Nihilism actually means that nothing has intrinsic meaning, which is not out of line with Buddhist thought. It was a response to the Christian idea, which developed further during the Renaissance, where everything is infused with the mind of God, so that some things have intrinsic meanings. Then the nihilists came along and said that there is no intrinsic meaning. If you attach that in the direction of Buddhist thought, then the meaning that we create and assign to things is based on our conditioning.
Nihilism has of course drifted in our culture of fastness, where nothing is very deep, into an idea that nothing has meaning. But “nothing has meaning” as a concept is very different from the concept of “nothing has intrinsic meaning”. So in some sense, the nihilism of “nothing has meaning” would have you justify detachment from things – it doesn’t matter what you do because nothing matters. It’s very different from the way in which we make up meaning that we assign to things. Because each of us assigns different meanings to the same thing, there is no single meaning to something.
We know that we live in a body that will grow old, we know that we live in a body that is subject to sickness, and we know that we live in a body that will die. On that side of things, where nothing ultimately matters, it can be paralyzing, in terms of our willingness to explore what it’s possible to find out about this human life. So I do not mind the nihilism of things not having intrinsic meaning, where each person’s sense of meaning has value in it. I am not for the Renaissance evaluation of things that are holy and things that are not holy.
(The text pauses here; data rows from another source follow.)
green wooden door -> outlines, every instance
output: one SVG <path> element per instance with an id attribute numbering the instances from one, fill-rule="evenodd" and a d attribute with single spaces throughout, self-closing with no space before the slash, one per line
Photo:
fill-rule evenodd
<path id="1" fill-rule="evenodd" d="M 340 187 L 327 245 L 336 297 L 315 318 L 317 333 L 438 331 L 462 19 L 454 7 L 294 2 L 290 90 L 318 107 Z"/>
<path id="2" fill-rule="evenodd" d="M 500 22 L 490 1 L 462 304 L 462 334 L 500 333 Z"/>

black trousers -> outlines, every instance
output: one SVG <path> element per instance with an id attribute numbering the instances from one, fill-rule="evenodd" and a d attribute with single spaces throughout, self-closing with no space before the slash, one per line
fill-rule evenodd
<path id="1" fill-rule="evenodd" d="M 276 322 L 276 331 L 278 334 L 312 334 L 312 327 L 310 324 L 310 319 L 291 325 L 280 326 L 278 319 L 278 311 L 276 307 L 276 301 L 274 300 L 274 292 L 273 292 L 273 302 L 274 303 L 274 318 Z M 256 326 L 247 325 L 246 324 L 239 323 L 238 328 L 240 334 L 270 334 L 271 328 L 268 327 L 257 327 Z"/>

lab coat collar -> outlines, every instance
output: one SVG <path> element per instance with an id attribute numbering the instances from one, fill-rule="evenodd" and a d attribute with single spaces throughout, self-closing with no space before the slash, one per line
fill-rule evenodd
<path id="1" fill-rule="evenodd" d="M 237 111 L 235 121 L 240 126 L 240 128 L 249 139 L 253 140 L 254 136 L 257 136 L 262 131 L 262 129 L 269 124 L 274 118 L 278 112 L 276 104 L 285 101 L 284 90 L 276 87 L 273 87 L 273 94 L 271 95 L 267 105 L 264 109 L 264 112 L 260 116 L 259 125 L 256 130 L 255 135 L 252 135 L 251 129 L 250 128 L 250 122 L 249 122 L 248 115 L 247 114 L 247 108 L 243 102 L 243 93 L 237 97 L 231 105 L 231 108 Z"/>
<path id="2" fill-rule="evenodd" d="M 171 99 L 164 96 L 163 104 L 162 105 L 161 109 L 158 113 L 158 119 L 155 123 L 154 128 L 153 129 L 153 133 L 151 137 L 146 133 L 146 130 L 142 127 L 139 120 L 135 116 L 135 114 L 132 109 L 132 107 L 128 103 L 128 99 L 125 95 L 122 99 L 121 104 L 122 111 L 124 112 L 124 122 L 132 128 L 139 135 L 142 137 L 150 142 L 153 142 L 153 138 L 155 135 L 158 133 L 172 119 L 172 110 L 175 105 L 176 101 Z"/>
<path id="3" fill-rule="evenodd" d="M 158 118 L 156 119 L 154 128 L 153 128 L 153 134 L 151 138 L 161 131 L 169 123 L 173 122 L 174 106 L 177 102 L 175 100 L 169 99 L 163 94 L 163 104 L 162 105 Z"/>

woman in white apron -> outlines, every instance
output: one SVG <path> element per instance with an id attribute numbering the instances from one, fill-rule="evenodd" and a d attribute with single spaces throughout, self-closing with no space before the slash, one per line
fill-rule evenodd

I have never resonated with the idea that there is a cosmic meaning to things which is fixed. I did not really have much of the experience of sacredness, until I started to do the Six Lamps practice, a Tibetan Bon practice, which opened up the experience of sacredness for me. But one of the things I know from practice is that you tend to have the kind of insight that is related to the kind of practice that you do, that if you engage in practices that typically produce a sense of sacredness, it’s unremarkable that you would have experiences of sacredness doing those practices.